Jeffrey Yu, MD, Chief Executive Officer at KinetiCor, expressed excitement about the strategic agreement with Siemens Healthineers and what this will mean for the future of MR imaging. “KinetiCor is delighted with the successful collaboration with Siemens Healthineers as one of the leading MR manufacturers. Together, we will jointly bring the first real-time patient monitoring and advanced prospective motion correction system to the market. The KinetiCor system increases diagnostic quality, is able to reduce rescans, and to improve patient comfort while improving workflow efficiency and patient throughput,” he concluded.

“Working closely with our valued partners, we were once again able to demonstrate our role as a leading innovator in the field of magnetic resonance imaging,” stated Dr. Christoph Zindel, Head of Magnetic Resonance Imaging at Siemens Healthineers. “We are very pleased that KinetiCor’s path breaking in-bore camera and motion-correction technologies are becoming an integral part of Siemens Healthineers BioMatrix technology – allowing for automatic adaptation to each and every patient. With our BioMatrix technology our customers are able to decrease rescans and to cut healthcare costs by reducing unwarranted variations. With this, we continously expand precision medicine,” said Zindel.

Hawaii Diagnostic Radiology Services, USA, is one of several sites where the Kinetic Sensor is currently employed for research purposes. According to Marshall Miyoshi, HDRS Chief Operating Officer, “the Kinetic Sensor, unlike current motion correction techniques, uses an innovative approach to track motion and correct it in real time. This produces a dramatic improvement in image quality, reducing motion artifacts and providing clearer visualization of the brain with negligible impact on MR technician workflows.”

The products/features (here mentioned) are not commercially available in all countries. Due to regulatory reasons their future availability cannot be guaranteed.

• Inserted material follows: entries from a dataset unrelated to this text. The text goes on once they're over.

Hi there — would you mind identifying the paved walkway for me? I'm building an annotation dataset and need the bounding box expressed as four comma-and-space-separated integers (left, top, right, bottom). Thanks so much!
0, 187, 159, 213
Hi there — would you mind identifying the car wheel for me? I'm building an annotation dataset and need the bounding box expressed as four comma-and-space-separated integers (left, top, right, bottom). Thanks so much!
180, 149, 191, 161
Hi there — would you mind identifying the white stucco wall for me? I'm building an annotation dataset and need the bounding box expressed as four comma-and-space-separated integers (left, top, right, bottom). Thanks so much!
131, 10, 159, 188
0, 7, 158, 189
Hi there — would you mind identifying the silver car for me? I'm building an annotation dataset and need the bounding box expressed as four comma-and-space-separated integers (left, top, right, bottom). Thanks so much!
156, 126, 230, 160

Kawin Setsompop, PhD joins the KinetiCor Advisory Board

Dr. Kawin Setsompop has become a member of the KinetiCor Advisory Board. Dr. Setsompop is an Associate Professor in Radiology at Harvard Medical School and an Affiliated Faculty member at Harvard-MIT Division of Health Sciences and Technology (HST). He received his Ph.D. in Electrical Engineering and Computer Science from MIT. 

Over the last decade, Dr. Setsompop has pioneered the development of a number of MRI acquisition technologies, including parallel transmission and simultaneous multi-slice imaging. In particular, his blipped-CAIPI technology has been distributed to more than 200 research and clinical sites and is now a clinical product on MRI scanners worldwide. His technology is changing how diffusion, perfusion, and functional MRI are being performed today.

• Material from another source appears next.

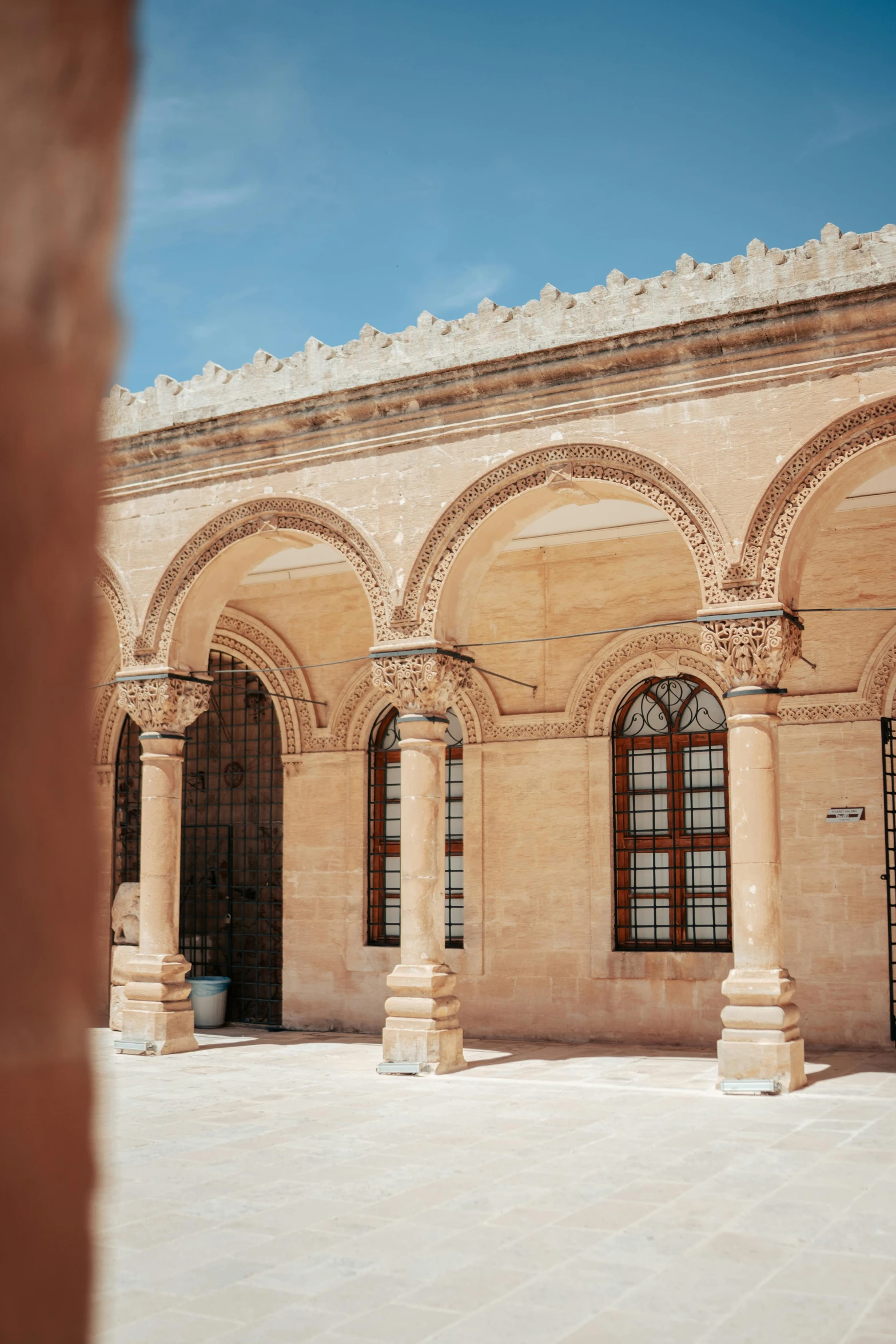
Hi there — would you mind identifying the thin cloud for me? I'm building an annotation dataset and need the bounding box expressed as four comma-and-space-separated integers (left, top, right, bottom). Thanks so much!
806, 104, 893, 154
423, 266, 511, 313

Robert Herfkens, MD joins the KinetiCor Advisory Board

Dr. Robert Herfkens, Professor of Radiology and Associate Chair for Clinical Technology in Radiology at Stanford University, has joined the KinetiCor Advisory Board.

Dr. Herfkens received his MD degree from Loyola University Stritch School of Medicine. He underwent residency and fellowship training in Radiology and Nuclear Medicine at University of California San Francisco (UCSF) and is currently director of MRI at Stanford University. His research interests include fundamentals of MR imaging and cardiovascular imaging. He has published over 250 scientific publications,  has served on multiple editorial boards, and is past president of the International Society of Magnetic Resonance in Medicine (ISMRM).